A cybersecurity expert said the agency may have to re-run some tests as it may not be possible to know if stored data has been manipulated by the hackers.
John Clark, professor of computer and information security at the University of Sheffield, said: “Patient safety is of paramount importance and the accuracy of results is essential. So it is important to emphasize that unless it is known what happened to the system, the accuracy of stored data cannot be guaranteed.
“Determining whether stored data has been manipulated may simply not be possible and tests may need to be re-run and results re-recorded.”
The Health Service Journal (HSJ) reported that a senior NHS manager said: “It’s everyone’s worst nightmare.
“The difficulty will be that when you have total system failure, the test volumes will be enormous. Even if you could transport samples across London to other labs, how would you get the results back as they are not integrated in that way?
“Urgent tests will have to be carried out on site. They will undoubtedly ask GPs to only send urgent tests, to manage volumes.”
Another source told the HSJ that the attack posed a huge problem for emergency care in hospitals as they would not have access to rapid blood test results.
Synnovis said Wednesday it could not comment further on the attack.
Company CEO Mark Dollar said a taskforce of IT experts from Synnovis and the NHS was working to fully assess the impact and what action is needed.
“Unfortunately, this is impacting patients, with some activities already canceled or referred to other providers as urgent work is prioritized,” he said.
One patient, Oliver Dowson, 70, was being prepared for surgery at the Royal Brompton Hospital from 6am on Monday, June 3, when he was told by a surgeon at around 12.30pm that the operation would not go ahead.

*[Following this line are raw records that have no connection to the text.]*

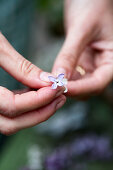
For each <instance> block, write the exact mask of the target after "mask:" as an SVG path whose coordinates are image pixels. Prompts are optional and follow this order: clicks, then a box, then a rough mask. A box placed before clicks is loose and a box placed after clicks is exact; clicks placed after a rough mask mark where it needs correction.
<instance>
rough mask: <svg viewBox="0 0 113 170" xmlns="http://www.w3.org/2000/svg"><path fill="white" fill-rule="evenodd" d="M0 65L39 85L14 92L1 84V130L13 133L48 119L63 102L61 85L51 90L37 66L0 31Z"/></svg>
mask: <svg viewBox="0 0 113 170" xmlns="http://www.w3.org/2000/svg"><path fill="white" fill-rule="evenodd" d="M0 66H1V67H2V68H3V69H5V70H6V71H7V72H8V73H10V74H11V75H12V76H13V77H14V78H16V79H17V80H19V81H20V82H22V83H23V84H25V85H27V86H29V87H32V88H39V87H42V88H41V89H40V90H38V91H26V92H22V93H21V94H14V93H13V92H11V91H9V90H8V89H6V88H4V87H1V86H0V132H1V133H3V134H7V135H9V134H12V133H15V132H17V131H18V130H21V129H23V128H27V127H31V126H34V125H36V124H38V123H40V122H43V121H45V120H46V119H48V118H49V117H50V116H52V114H53V113H54V112H55V111H56V110H57V109H59V108H60V107H61V106H62V105H63V104H64V103H65V100H66V98H65V96H63V95H62V93H63V89H62V88H58V89H57V90H55V91H54V90H52V89H51V87H44V86H48V85H49V83H47V82H43V81H41V79H40V73H41V72H42V71H41V70H40V69H39V68H37V67H36V66H34V65H33V64H31V63H30V62H29V61H28V60H26V59H25V58H23V57H22V56H21V55H20V54H19V53H17V52H16V51H15V50H14V49H13V47H12V46H11V45H10V44H9V43H8V41H7V40H6V39H5V37H4V36H3V35H2V34H0Z"/></svg>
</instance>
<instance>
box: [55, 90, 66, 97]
mask: <svg viewBox="0 0 113 170" xmlns="http://www.w3.org/2000/svg"><path fill="white" fill-rule="evenodd" d="M63 93H64V88H62V89H60V90H59V91H58V92H57V93H56V97H58V96H60V95H61V94H63Z"/></svg>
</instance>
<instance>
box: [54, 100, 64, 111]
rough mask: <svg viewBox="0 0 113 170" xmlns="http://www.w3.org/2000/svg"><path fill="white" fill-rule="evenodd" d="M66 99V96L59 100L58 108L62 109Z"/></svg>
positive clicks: (58, 102)
mask: <svg viewBox="0 0 113 170" xmlns="http://www.w3.org/2000/svg"><path fill="white" fill-rule="evenodd" d="M65 101H66V98H64V97H63V98H62V99H60V101H58V103H57V105H56V110H58V109H60V108H61V107H62V106H63V105H64V103H65Z"/></svg>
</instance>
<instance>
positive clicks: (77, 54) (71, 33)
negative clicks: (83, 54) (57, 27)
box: [52, 29, 90, 79]
mask: <svg viewBox="0 0 113 170" xmlns="http://www.w3.org/2000/svg"><path fill="white" fill-rule="evenodd" d="M77 30H78V31H77ZM89 34H90V33H89V32H88V31H87V32H85V30H83V29H76V30H71V31H70V32H69V33H68V34H67V37H66V40H65V42H64V45H63V47H62V49H61V51H60V53H59V55H58V57H57V58H56V60H55V63H54V66H53V69H52V73H53V74H56V75H58V74H60V73H64V74H65V75H66V77H67V78H68V79H69V78H70V77H71V75H72V72H73V70H74V69H75V66H76V63H77V60H78V58H79V56H80V55H81V53H82V52H83V50H84V49H85V47H86V46H87V44H88V42H89V38H90V36H89Z"/></svg>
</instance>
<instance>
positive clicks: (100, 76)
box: [52, 0, 113, 98]
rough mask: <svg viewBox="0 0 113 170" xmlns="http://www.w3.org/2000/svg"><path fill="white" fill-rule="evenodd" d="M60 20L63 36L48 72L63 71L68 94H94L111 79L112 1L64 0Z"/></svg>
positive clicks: (94, 0) (104, 85)
mask: <svg viewBox="0 0 113 170" xmlns="http://www.w3.org/2000/svg"><path fill="white" fill-rule="evenodd" d="M64 20H65V30H66V38H65V41H64V44H63V47H62V49H61V51H60V52H59V54H58V56H57V58H56V60H55V63H54V66H53V69H52V73H53V74H57V73H59V72H60V71H61V70H62V72H63V73H65V74H66V77H68V79H69V81H68V95H69V96H73V97H77V98H84V97H88V96H90V95H95V94H98V93H99V92H101V91H102V90H103V89H104V88H105V87H106V86H107V85H108V84H109V83H110V82H111V81H112V80H113V1H112V0H99V1H98V2H97V1H96V0H65V10H64ZM78 65H79V66H81V67H82V68H83V69H84V70H85V72H86V74H85V75H84V76H81V75H80V74H79V73H78V72H77V71H76V67H77V66H78Z"/></svg>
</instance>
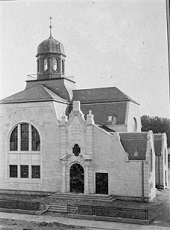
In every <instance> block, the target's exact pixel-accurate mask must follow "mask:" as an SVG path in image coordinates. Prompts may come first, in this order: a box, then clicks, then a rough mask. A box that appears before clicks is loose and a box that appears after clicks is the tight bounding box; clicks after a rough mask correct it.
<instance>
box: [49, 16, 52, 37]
mask: <svg viewBox="0 0 170 230" xmlns="http://www.w3.org/2000/svg"><path fill="white" fill-rule="evenodd" d="M51 19H52V17H50V26H49V28H50V37H52V25H51Z"/></svg>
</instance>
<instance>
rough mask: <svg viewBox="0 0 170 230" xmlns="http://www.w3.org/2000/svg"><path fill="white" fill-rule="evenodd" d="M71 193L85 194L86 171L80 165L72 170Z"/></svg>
mask: <svg viewBox="0 0 170 230" xmlns="http://www.w3.org/2000/svg"><path fill="white" fill-rule="evenodd" d="M70 192H75V193H84V169H83V167H82V166H81V165H80V164H73V165H72V166H71V168H70Z"/></svg>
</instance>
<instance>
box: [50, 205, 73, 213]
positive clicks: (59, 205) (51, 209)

He told PA: “Staff on the ward did not seem to know what had happened, only that many patients were told to go home and wait for a new date.
“I’ve been given a date for next Tuesday and I’m crossing my fingers – it’s not the first time they’ve canceled, they did that on May 28 too, but that was probably a staff shortage in the half week.”
Vanessa Welham, from Streatham, south-west London, said her husband’s blood test at Gracefield Gardens health center was canceled on Monday evening and he was told local centers were not taking bookings “indefinitely”.
According to the HSJ, a senior source said that gaining access to pathology results could take “weeks rather than days”.